With all the human components and the destruction of the natural world, the environment has been turned unhealthy. The rotten food caused the men to become ill, and an epidemic broke out.

To extract the rubber, the men had to go into the deep jungle and they were bitten by the Tsetse fly that spread untold sickness and deaths across the Congo and even into other African nations.

About 350,000 people in Kongo alone were wiped out by sleeping sickness that sometimes led to death. Please note that this umber is a conservative figure.

However, this did not make the Belgians stop. For the commercial benefit of their resources, they continued the slavery and enslavement of the people of the Congo.

The Burning of Congolese Villages

The study and accounts of the many crimes against the Black man are one that will literally tear up any other Black person. Researchers were forced several times to pause in frustration and disbelief during the course of gathering facts like this.

The burning of their villages was one of the painful accounts of the genocide of the Congolese. The commissioners and their officers also gave a certain quota to a whole village to fulfill. The soldiers would surround the village, kill the inhabitants, and then burn the village to the ground if a village failed to fulfill its quota.

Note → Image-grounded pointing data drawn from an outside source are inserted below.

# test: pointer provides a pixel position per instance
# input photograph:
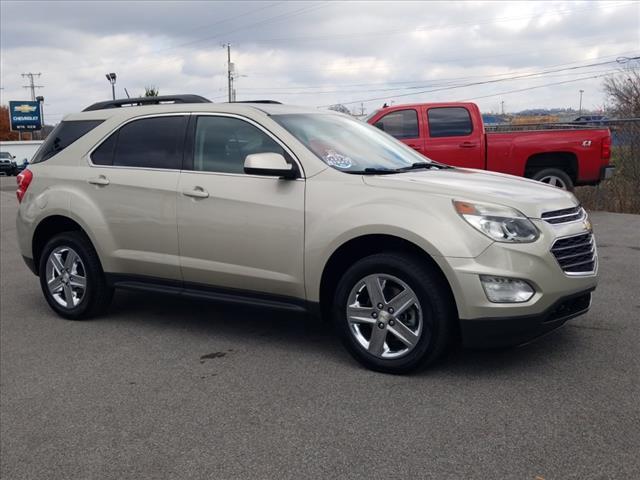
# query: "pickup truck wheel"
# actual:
(71, 277)
(555, 177)
(393, 313)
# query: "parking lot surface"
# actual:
(165, 387)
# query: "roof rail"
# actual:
(134, 102)
(274, 102)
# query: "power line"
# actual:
(405, 31)
(431, 85)
(486, 82)
(535, 87)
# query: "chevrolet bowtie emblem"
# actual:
(24, 108)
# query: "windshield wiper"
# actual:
(423, 165)
(374, 171)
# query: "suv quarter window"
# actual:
(221, 144)
(400, 124)
(449, 122)
(153, 142)
(62, 136)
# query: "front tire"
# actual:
(393, 312)
(71, 277)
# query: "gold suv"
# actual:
(293, 208)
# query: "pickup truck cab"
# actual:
(453, 133)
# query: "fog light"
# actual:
(506, 290)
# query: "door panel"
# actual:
(452, 139)
(241, 231)
(236, 230)
(140, 209)
(133, 181)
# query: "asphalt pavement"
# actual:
(169, 388)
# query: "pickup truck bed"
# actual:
(453, 133)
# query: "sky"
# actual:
(318, 53)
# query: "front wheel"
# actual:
(71, 277)
(393, 312)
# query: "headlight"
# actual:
(499, 223)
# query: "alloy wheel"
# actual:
(66, 277)
(384, 316)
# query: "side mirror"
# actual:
(271, 164)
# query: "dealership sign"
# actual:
(25, 116)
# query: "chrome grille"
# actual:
(576, 254)
(565, 215)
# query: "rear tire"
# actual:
(554, 176)
(71, 277)
(414, 334)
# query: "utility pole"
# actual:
(580, 108)
(229, 73)
(32, 86)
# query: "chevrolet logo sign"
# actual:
(24, 108)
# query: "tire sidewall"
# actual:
(392, 265)
(74, 242)
(555, 172)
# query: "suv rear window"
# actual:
(155, 142)
(62, 136)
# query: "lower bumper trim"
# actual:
(31, 264)
(510, 331)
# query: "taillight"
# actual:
(606, 147)
(24, 179)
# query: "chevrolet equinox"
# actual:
(302, 209)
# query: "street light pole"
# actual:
(229, 73)
(112, 80)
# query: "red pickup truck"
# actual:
(453, 133)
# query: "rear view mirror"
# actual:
(271, 164)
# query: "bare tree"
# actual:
(623, 91)
(620, 193)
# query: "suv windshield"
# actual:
(350, 145)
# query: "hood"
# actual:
(528, 196)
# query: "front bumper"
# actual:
(501, 332)
(486, 323)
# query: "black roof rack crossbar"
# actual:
(132, 102)
(274, 102)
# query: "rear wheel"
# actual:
(393, 312)
(71, 277)
(554, 176)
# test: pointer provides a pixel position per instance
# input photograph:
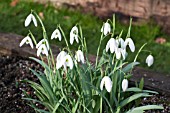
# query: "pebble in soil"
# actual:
(14, 69)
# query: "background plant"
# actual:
(77, 86)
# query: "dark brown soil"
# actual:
(14, 69)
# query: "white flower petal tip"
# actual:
(106, 81)
(56, 34)
(60, 59)
(106, 28)
(42, 49)
(68, 62)
(30, 18)
(149, 60)
(112, 45)
(43, 41)
(79, 56)
(131, 44)
(124, 84)
(26, 40)
(74, 35)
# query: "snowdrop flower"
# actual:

The soldiers burnt down villages in a specific village, killed 50 of the men, and took 28 of the women as prisoners, with chains around their necks. This specific village had fulfilled its target, but was still killed and burned because the officers said the rubber tapped by the villagers was not of good quality. This brutality was carried on by inhuman people.

The Torture of Women and Children for Quota Fulfillment

Torture and amputation were the required instruments for the Belgian officials and their European mercenary troops to pressure the citizens to be terrified and to work for free.

They were feeding off the fears of the Congolese people, through psychological terror.  It was reported that the European soldiers would kidnap the women from the villages that didn’t meet their rubber quota, so as to force the men to meet their quota. Most of the women were kept as prisoners and slaves by the Europeans.

To make things worse, after they reached their quota, the men would have to buy back their wives with their living stocks.

A soldier was asked on a specific occasion to raid a town that had not met their quota. He was given strict orders by his commander to decimate the town and make an example of them.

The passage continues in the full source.